A stay at a British holiday resort always involved a look at the postcard racks outside the shops that lined the seafront.
As a young lad the scantily clad women on the cards were eye opening and as a slightly older young lad, the innuendos were well worth a titter behind the card rack. Of course you didn’t pick one of those to buy, not in front of mum and dad; you chose a nice view of the resort. Then you took it back to where you were staying to write out to send to your friend back home.
If you were feeling kind, the message usually was “Having a nice time, wish you were here.” However if you were that way out, and wanted to remind him that he wasn’t on holiday while you were then it would be, “Having a fantastic time. Wish you were here?”

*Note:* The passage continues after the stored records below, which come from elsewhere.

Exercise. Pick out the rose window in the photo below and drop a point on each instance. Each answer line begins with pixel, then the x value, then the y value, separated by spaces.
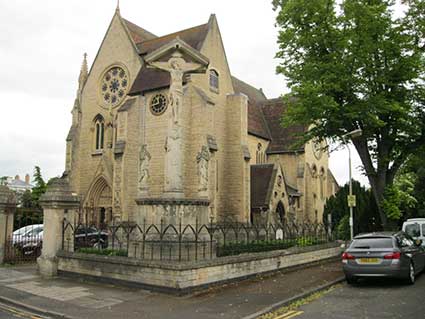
pixel 114 86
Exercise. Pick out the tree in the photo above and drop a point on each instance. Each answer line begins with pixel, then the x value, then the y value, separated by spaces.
pixel 365 213
pixel 352 66
pixel 40 186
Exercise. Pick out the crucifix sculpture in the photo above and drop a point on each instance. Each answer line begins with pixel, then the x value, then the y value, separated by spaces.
pixel 177 66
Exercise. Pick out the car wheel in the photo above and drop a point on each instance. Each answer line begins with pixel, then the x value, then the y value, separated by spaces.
pixel 411 276
pixel 351 280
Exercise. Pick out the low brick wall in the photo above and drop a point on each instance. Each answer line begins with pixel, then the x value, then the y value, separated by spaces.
pixel 183 277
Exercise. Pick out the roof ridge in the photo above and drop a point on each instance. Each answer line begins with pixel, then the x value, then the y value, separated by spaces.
pixel 132 24
pixel 250 85
pixel 170 34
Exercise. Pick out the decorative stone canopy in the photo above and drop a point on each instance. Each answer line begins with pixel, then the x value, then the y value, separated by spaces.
pixel 7 197
pixel 178 44
pixel 59 194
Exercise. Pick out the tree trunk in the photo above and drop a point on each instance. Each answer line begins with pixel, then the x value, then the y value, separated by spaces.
pixel 377 181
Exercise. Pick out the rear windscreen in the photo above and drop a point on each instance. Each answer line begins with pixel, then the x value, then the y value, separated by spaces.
pixel 413 230
pixel 368 243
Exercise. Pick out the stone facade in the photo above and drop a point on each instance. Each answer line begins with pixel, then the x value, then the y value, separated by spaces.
pixel 183 278
pixel 161 118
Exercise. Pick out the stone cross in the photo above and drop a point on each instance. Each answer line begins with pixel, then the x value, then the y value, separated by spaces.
pixel 144 159
pixel 202 160
pixel 177 67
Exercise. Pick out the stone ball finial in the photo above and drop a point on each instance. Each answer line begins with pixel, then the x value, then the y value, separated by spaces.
pixel 59 193
pixel 7 196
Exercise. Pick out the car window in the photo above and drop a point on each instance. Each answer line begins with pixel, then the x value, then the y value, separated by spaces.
pixel 413 230
pixel 34 232
pixel 405 241
pixel 372 242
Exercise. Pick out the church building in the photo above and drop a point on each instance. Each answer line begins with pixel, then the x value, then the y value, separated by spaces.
pixel 161 130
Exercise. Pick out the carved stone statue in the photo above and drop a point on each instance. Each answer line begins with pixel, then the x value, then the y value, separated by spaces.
pixel 144 160
pixel 177 67
pixel 202 160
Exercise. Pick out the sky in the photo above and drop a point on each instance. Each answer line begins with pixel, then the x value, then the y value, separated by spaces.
pixel 41 49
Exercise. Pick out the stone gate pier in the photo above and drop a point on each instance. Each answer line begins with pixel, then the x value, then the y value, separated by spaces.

By the time you were into your teens then inevitably you’d be bold enough to pick and send one of the saucy ones.
During the holiday season I’m sure delivering the mail gave the postman a bit of a giggle.
The Benny Hill type humour reflected British humour that was popular in the late fifties, sixties and seventies and seen in the popular “Carry On” series of films.
They usually contained buxom women, hen pecked husbands and “courting” couples, and always the innuendo or double entendre.
The postcard first appeared in the mid nineteenth century.
In “A brief history of the picture postcard” by Judith & Stephen Holder (FRPS) they write: “The creation of the postcard by Dr Emanuel Hermann in Austria on 1 October 1869 set in motion a revolution in the communication of the ordinary message of no especial importance, the private note, the mundane or jolly remark, the ‘wish you were here’ – indeed any short note for which no real ’security’ was required.
Almost all the main developments in the artistic designs of Postcard art originated on the continent, in Germany, Austria, France, Italy and Switzerland. The two main exceptions which developed in Great Britain were the Comic card and to some extent the Real Photograph cards of social, industrial and village history.”
Jonathan Duffy (BBC News Online) quotes from a book by Collector Tom Phillips.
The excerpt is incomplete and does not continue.